How We Hit 1,000 Paid Subscribers on Substack
The Full Breakdown.
When you launch your Substack publication and start to learn how to grow an audience, you soon get bombarded by endless amounts of content from self-proclaimed writing experts and growth coaches who have barely been around for a couple of months.
Here’s why this post is different from 99% of the garbage you will find about Substack growth:
I’ve been writing online since 2018 and have built a total following of over 100,000 people across different platforms.
I’ve been running my newsletter on Kit for six years.
When we launched the Write • Build • Scale publication in 2024, we didn’t intend it to replace our newsletter. The goal was to treat Substack as a growth and discovery channel.

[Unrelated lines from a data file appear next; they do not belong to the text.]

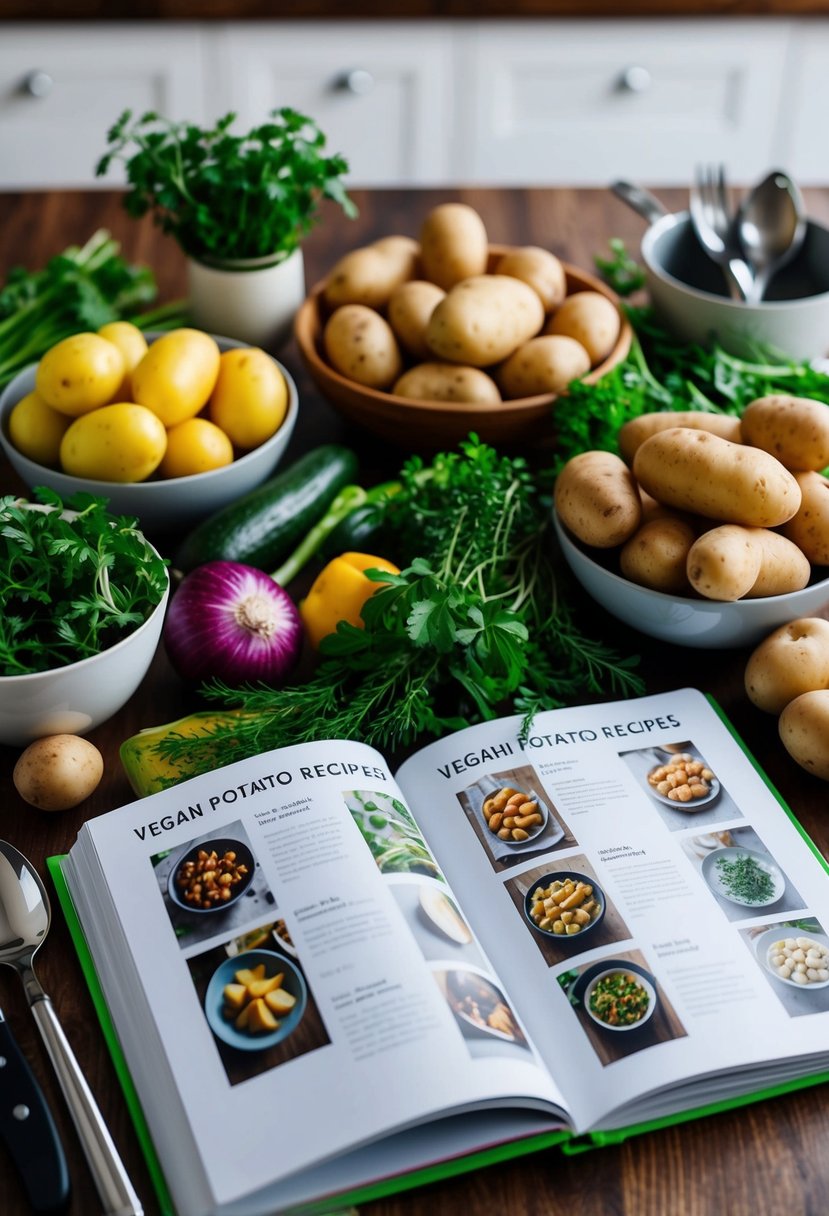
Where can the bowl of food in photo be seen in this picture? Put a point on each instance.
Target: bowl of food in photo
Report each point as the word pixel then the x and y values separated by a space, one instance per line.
pixel 619 998
pixel 565 905
pixel 167 469
pixel 212 876
pixel 255 1000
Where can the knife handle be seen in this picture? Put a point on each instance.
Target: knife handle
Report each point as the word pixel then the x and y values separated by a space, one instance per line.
pixel 28 1130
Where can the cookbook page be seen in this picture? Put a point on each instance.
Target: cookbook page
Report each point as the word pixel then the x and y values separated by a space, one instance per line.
pixel 644 896
pixel 303 961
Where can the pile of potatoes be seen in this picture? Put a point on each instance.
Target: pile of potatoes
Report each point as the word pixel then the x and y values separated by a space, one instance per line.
pixel 424 320
pixel 708 505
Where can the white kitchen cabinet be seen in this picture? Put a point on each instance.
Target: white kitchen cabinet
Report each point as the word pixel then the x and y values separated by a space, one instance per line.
pixel 62 86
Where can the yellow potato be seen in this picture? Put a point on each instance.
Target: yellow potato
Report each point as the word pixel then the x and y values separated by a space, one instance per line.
pixel 546 364
pixel 791 660
pixel 117 443
pixel 454 245
pixel 360 344
pixel 793 428
pixel 699 472
pixel 592 320
pixel 657 555
pixel 483 320
pixel 539 269
pixel 35 429
pixel 178 375
pixel 411 304
pixel 447 382
pixel 808 529
pixel 804 730
pixel 635 432
pixel 597 499
pixel 79 373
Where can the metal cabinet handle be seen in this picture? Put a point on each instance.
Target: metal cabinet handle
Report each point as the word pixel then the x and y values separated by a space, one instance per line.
pixel 356 80
pixel 635 79
pixel 37 84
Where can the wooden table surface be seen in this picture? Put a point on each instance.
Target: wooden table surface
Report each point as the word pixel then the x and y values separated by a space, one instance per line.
pixel 770 1158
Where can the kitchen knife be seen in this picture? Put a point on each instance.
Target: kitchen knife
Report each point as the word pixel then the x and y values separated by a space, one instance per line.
pixel 28 1130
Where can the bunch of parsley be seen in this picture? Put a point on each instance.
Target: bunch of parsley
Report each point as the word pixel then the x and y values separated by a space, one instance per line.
pixel 71 586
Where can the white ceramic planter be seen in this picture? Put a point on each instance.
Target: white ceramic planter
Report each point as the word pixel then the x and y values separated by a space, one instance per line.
pixel 252 299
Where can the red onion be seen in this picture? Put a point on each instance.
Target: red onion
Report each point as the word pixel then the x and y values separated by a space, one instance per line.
pixel 232 623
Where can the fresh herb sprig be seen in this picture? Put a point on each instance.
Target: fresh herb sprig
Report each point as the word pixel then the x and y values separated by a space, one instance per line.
pixel 71 586
pixel 221 195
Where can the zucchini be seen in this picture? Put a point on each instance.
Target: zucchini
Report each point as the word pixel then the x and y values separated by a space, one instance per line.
pixel 264 527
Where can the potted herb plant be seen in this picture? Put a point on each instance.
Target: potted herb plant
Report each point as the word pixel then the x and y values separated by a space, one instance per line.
pixel 238 206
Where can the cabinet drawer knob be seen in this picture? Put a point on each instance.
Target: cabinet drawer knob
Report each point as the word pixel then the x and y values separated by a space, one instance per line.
pixel 635 79
pixel 356 80
pixel 37 84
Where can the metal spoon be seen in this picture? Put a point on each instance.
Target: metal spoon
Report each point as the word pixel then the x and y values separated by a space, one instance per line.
pixel 772 226
pixel 24 921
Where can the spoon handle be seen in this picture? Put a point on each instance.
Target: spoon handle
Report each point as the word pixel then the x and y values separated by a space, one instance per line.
pixel 111 1178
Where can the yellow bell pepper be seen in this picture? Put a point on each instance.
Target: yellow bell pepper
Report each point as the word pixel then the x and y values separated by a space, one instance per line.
pixel 338 592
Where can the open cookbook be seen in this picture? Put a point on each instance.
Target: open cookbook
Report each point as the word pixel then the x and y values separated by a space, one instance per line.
pixel 322 981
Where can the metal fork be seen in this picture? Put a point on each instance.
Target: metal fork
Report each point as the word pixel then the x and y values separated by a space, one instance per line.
pixel 714 226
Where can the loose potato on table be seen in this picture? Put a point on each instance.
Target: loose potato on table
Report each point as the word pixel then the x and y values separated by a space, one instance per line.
pixel 360 344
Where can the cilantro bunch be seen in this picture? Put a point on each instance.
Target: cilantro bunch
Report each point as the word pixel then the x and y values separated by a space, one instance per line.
pixel 71 586
pixel 221 195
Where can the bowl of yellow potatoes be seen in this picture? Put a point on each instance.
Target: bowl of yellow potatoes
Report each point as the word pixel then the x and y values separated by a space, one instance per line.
pixel 168 427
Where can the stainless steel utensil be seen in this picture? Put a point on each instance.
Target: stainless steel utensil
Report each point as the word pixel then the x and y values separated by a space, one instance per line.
pixel 771 224
pixel 714 225
pixel 24 921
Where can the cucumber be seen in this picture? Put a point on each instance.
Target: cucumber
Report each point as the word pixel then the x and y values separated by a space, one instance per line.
pixel 264 527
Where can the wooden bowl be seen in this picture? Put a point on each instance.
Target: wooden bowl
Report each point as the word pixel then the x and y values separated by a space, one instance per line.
pixel 406 422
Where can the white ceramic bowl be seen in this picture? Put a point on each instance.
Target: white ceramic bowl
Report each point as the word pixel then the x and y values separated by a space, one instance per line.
pixel 686 621
pixel 159 504
pixel 688 293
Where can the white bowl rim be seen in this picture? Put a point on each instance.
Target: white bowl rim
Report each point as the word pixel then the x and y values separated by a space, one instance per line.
pixel 664 224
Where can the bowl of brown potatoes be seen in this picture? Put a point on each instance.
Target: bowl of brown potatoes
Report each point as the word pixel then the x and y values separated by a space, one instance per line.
pixel 424 341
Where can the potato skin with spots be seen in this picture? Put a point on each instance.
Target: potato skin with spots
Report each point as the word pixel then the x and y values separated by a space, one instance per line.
pixel 597 499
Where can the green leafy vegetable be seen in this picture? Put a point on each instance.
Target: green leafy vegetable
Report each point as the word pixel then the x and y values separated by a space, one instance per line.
pixel 221 195
pixel 71 587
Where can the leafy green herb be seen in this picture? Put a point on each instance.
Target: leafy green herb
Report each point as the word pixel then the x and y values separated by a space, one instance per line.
pixel 221 195
pixel 82 288
pixel 71 587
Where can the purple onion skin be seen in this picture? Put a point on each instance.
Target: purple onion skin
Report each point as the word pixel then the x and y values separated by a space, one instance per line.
pixel 232 623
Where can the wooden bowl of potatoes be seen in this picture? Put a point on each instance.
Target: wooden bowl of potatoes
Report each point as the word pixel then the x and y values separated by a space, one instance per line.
pixel 423 341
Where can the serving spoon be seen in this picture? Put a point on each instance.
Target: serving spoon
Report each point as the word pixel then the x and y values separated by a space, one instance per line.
pixel 772 226
pixel 24 921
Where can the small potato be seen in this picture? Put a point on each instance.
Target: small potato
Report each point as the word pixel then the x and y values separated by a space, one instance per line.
pixel 808 529
pixel 410 307
pixel 795 429
pixel 592 320
pixel 360 344
pixel 597 499
pixel 539 269
pixel 57 772
pixel 542 365
pixel 447 382
pixel 454 245
pixel 791 660
pixel 804 730
pixel 483 320
pixel 657 555
pixel 699 472
pixel 635 432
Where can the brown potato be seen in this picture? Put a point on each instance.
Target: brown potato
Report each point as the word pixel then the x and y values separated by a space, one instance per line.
pixel 539 269
pixel 597 499
pixel 447 382
pixel 795 429
pixel 546 364
pixel 791 660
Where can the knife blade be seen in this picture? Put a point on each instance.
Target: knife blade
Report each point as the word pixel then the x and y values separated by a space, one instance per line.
pixel 28 1130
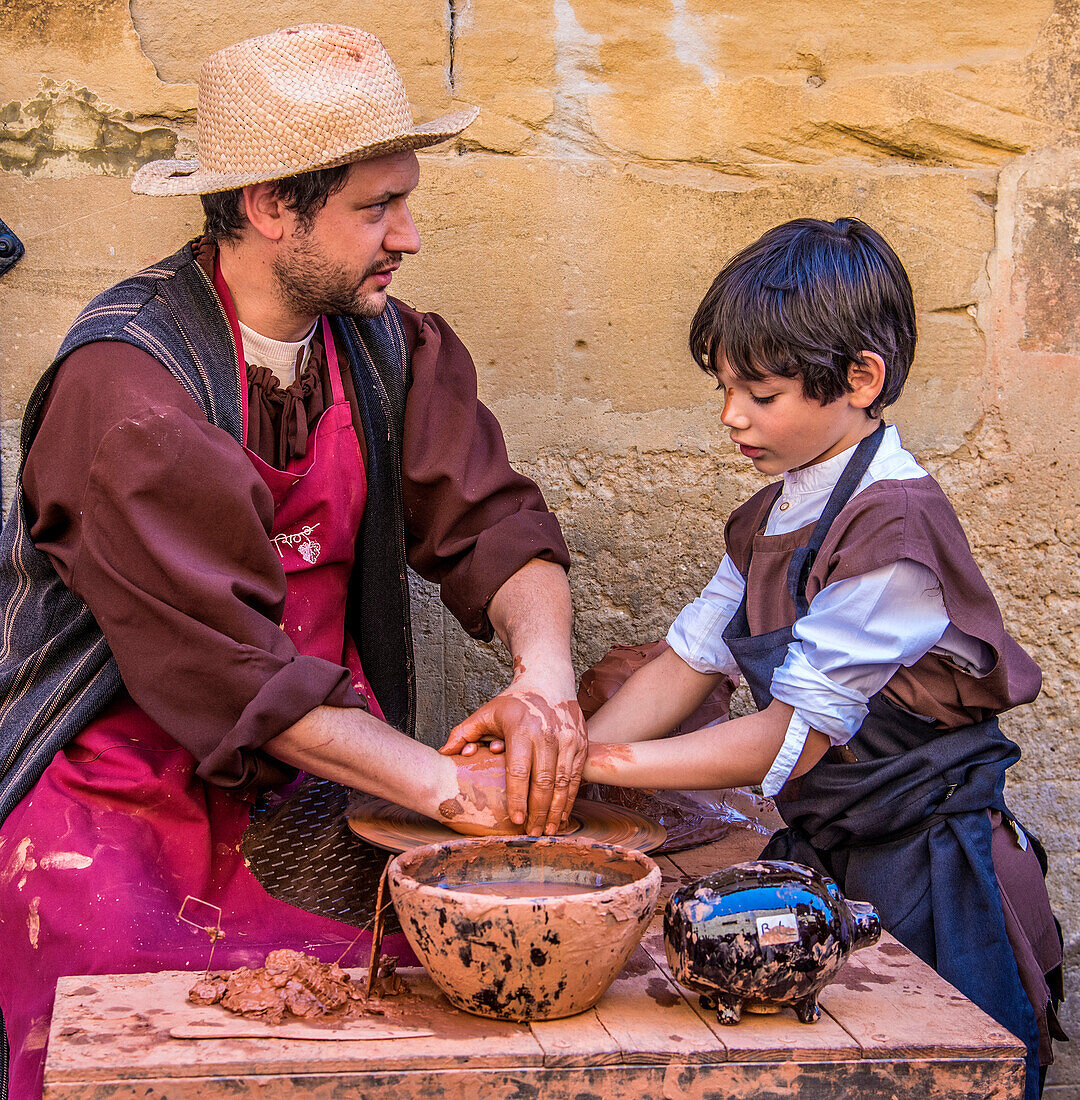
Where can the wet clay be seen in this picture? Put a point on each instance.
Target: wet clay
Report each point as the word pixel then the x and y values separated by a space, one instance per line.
pixel 396 828
pixel 480 809
pixel 508 952
pixel 294 985
pixel 515 888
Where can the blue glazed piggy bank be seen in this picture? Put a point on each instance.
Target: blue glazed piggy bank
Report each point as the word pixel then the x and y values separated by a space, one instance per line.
pixel 761 935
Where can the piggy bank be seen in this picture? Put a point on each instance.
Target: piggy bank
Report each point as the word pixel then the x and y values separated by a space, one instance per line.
pixel 761 935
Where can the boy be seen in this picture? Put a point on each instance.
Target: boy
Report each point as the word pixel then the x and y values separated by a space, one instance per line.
pixel 849 601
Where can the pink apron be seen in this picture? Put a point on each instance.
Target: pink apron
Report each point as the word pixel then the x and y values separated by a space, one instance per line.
pixel 97 860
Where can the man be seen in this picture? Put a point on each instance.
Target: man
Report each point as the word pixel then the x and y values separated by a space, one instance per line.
pixel 224 472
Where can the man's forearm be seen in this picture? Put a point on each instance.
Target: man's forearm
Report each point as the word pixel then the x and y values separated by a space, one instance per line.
pixel 351 747
pixel 532 615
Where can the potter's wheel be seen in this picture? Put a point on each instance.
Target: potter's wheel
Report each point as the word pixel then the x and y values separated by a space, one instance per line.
pixel 390 826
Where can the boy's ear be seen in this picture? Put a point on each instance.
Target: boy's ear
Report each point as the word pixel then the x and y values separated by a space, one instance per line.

I’ve helped thousands of writers, creators, experts, and coaches start publishing online, grow their audience, and monetize their work.
So when I talk about growing on Substack or how we’ve hit 1,000 paid subscribers on this platform, you’re not just getting the same recycled fluff that you get on most places. I’m speaking from years of experience of being in the trenches and working with people just like you who want to show up consistently, and put their work in front of the right readers.
Now that we’ve cleared the basics, let’s dive in!
Why 1,000 Paid Subscribers Matters
First, let me give you context on why a paid subscriber goal can matter.
If you charge $10/month and have 1,000 paid subscribers you’re looking at over $100,000 a year in recurring revenue.
After Substack’s cut and Stripe fees, you still make a significant amount of money just through your paid tier.
But here’s what matters even more: this income is predictable because it’s recurring.
As long as you keep showing up and your subscribers don’t cancel in bulk, you have a solid base and can build lots of other offers and services on top of your subscription.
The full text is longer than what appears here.